The blogosphere has been buzzing since Sunday about David Rieff's piece in the New York Times Sunday Magazine, "Blueprint for a Mess," which tells the story of planning for the Iraq war and its aftermath.

One of its heroes is Thomas Warrick, an officer in the State Department, who fought hard for a postwar Iraq that would be democratic and inclusive of all ethnic, religious, and political groups by involving them in the planning. The CIA believed that setting up a democratic Iraq would be difficult or impossible. The neocons in the White House took the opposite view, that it would happen like magic when Dick Cheney's boy Ahmed Chalabi was installed in power. Warrick's group at State charted a sensible middle way--build Iraqi democracy by giving everybody a stake in it. (Which is what democracy is, after all.)

Warrick's group also predicted the possibility of postwar chaos unless the war's aftermath was carefully planned for. Warrick's work impressed Jay Garner, the retired general first appointed to oversee the reconstruction of Iraq (and another American official who looks like a hero now that the whole thing has gone to shit). Garner asked that Warrick be assigned to his team. The Defense Department refused to allow it, and Donald Rumsfeld told Garner to ignore Warrick's entire 13-volume report--which forced Garner and his team to start postwar planning from scratch, on the fly.

Although administration officials promised Congress that postwar planning was taking place in a coordinated manner, it was haphazard at best and at worst, nonexistent. Rieff reports that the Third Infantry Division, which helped secure the Baghdad airport, was given no guidance or orders from superiors on what to do in what the Pentagon calls "Phase IV" of the Iraq operation, the stability and support phase after combat--a fact the division made clear (and criticized) in its own after-action report. Such paralysis kept American troops from being able to do anything about the looting of Iraq in the days after the fall of Saddam.

Rieff also reports that Garner was fired by the Bush administration and replaced by Paul Bremer, the current proconsul in Iraq. (The administration spun the move as a planned one, but it was news to Garner and his staff when it happened.) Garner had refused to disband the Iraqi army, preferring instead to root out the officers and soldiers most complicit in Saddam's crimes but to keep the rest intact to be used as laborers on reconstruction projects, thus giving them badly needed jobs in a country whose economy was destroyed. But that didn't fly with the neocons, who wanted all elements of Saddam's Baath Party purged from Iraqi society, period. So it was Bremer, reportedly on orders from the White House, who disbanded the 450,000-strong Iraqi army. One U.S. official told Rieff, "That was the week we made 450,000 enemies on the ground in Iraq."

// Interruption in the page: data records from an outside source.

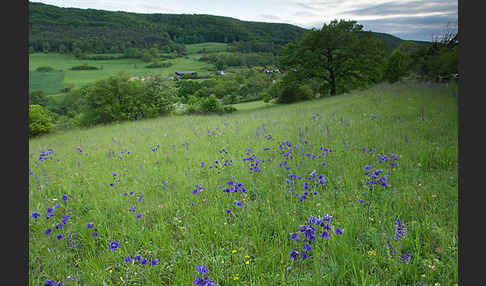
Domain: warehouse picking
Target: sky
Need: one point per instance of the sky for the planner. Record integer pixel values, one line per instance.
(406, 19)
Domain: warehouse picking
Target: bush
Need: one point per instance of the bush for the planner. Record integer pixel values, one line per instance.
(83, 67)
(45, 69)
(229, 109)
(159, 65)
(40, 121)
(118, 99)
(210, 105)
(38, 98)
(266, 97)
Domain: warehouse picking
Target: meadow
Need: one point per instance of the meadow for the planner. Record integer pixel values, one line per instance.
(357, 189)
(52, 82)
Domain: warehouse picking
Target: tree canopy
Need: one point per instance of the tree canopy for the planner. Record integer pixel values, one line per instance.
(341, 54)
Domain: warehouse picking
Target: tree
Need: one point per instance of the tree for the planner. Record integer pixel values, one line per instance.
(338, 54)
(38, 98)
(40, 121)
(398, 66)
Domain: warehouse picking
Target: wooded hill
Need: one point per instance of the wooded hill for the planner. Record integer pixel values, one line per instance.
(56, 29)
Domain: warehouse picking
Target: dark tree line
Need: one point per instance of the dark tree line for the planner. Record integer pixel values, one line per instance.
(67, 30)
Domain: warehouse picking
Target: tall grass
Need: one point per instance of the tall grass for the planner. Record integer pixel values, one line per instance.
(160, 159)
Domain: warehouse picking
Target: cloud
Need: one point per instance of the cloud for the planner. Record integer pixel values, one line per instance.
(411, 8)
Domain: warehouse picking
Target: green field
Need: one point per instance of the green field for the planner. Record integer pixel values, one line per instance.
(48, 82)
(244, 236)
(130, 67)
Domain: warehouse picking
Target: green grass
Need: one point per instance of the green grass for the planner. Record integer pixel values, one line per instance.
(48, 82)
(209, 47)
(183, 229)
(130, 67)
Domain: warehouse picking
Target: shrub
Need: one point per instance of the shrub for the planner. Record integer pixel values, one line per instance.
(38, 98)
(229, 109)
(45, 69)
(210, 105)
(266, 97)
(40, 121)
(83, 67)
(159, 65)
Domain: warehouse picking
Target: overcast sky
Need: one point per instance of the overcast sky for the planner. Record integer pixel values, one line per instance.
(406, 19)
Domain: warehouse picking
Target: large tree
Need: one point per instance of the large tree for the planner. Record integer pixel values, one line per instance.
(341, 54)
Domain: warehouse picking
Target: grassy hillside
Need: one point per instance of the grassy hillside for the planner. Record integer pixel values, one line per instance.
(154, 191)
(99, 31)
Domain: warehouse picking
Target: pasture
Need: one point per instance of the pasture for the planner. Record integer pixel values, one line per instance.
(52, 82)
(357, 189)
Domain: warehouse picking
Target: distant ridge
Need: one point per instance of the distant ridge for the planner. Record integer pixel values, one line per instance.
(55, 28)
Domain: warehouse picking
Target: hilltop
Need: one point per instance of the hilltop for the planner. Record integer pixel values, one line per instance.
(57, 29)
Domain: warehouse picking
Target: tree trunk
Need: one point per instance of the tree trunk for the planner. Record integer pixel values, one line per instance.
(332, 77)
(332, 82)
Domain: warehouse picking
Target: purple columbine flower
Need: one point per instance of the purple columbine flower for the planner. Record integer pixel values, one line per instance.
(391, 251)
(325, 235)
(404, 258)
(201, 269)
(339, 231)
(400, 230)
(64, 219)
(294, 255)
(35, 215)
(294, 236)
(114, 245)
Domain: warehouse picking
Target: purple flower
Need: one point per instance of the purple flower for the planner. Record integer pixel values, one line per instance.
(294, 236)
(339, 231)
(391, 251)
(404, 258)
(64, 219)
(400, 230)
(201, 269)
(294, 255)
(325, 235)
(114, 245)
(35, 215)
(50, 212)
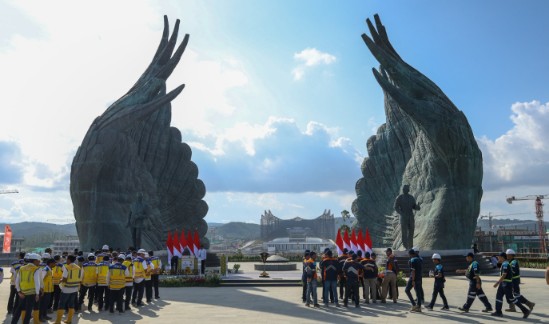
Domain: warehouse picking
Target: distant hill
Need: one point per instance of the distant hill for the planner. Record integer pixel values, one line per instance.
(237, 230)
(509, 223)
(37, 234)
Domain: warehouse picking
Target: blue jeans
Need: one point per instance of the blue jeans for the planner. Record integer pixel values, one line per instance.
(330, 285)
(311, 289)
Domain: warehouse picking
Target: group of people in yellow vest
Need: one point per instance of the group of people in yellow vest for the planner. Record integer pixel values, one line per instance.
(41, 284)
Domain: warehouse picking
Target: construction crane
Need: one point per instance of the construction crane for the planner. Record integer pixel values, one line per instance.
(8, 191)
(539, 215)
(490, 216)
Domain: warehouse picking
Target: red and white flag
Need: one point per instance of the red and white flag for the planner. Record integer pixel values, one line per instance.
(169, 246)
(354, 246)
(176, 245)
(360, 242)
(183, 242)
(190, 243)
(339, 243)
(7, 239)
(196, 242)
(368, 242)
(347, 241)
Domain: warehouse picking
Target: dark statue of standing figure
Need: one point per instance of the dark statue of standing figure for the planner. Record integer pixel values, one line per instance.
(405, 204)
(425, 142)
(138, 220)
(132, 148)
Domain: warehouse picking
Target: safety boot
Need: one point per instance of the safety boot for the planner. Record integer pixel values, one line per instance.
(511, 308)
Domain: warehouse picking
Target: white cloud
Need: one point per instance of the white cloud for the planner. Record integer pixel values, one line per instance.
(309, 58)
(278, 157)
(521, 155)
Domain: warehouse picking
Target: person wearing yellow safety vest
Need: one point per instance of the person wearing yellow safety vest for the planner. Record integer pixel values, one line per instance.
(129, 282)
(13, 300)
(148, 277)
(57, 274)
(157, 263)
(116, 278)
(47, 292)
(28, 284)
(139, 269)
(70, 283)
(102, 289)
(89, 281)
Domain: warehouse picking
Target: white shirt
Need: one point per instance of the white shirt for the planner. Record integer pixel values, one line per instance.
(69, 290)
(37, 281)
(126, 273)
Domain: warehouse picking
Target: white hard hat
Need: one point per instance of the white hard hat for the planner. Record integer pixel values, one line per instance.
(32, 256)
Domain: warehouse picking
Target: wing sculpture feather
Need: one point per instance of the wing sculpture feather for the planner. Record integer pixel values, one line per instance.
(427, 143)
(132, 149)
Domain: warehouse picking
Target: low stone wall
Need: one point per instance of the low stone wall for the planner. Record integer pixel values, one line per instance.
(275, 266)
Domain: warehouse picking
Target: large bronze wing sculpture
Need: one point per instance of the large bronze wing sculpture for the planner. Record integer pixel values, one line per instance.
(131, 150)
(426, 142)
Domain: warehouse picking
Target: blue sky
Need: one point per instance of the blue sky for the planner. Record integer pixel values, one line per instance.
(279, 98)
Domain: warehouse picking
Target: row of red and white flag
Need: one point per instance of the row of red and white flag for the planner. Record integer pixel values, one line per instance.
(353, 242)
(177, 244)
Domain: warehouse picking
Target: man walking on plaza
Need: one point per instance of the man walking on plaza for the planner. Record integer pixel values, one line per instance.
(415, 281)
(390, 275)
(505, 288)
(475, 285)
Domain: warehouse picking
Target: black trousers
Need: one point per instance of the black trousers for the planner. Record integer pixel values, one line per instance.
(45, 303)
(27, 304)
(56, 295)
(115, 297)
(154, 279)
(102, 293)
(137, 295)
(342, 285)
(352, 288)
(438, 290)
(148, 290)
(82, 294)
(506, 289)
(473, 292)
(128, 298)
(13, 299)
(417, 288)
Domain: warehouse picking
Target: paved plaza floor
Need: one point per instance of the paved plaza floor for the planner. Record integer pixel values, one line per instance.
(283, 305)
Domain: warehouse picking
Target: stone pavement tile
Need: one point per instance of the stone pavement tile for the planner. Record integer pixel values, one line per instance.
(283, 305)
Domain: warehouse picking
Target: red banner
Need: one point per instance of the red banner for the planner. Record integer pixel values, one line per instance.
(7, 239)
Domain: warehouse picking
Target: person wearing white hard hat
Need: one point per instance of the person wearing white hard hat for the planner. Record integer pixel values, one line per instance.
(148, 277)
(515, 268)
(28, 285)
(438, 288)
(139, 267)
(89, 282)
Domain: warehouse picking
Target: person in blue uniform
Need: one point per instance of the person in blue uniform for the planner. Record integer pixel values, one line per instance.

Rieff's report is a vital document for understanding where we are in Iraq at the moment and how we got there. It didn't have to be this way. But it will stay this way as long as leading administration officials continue to cover their eyes and stopper their ears whenever the truth comes buzzing around their heads--just as Rieff demonstrates they did before the war, and have done since it began.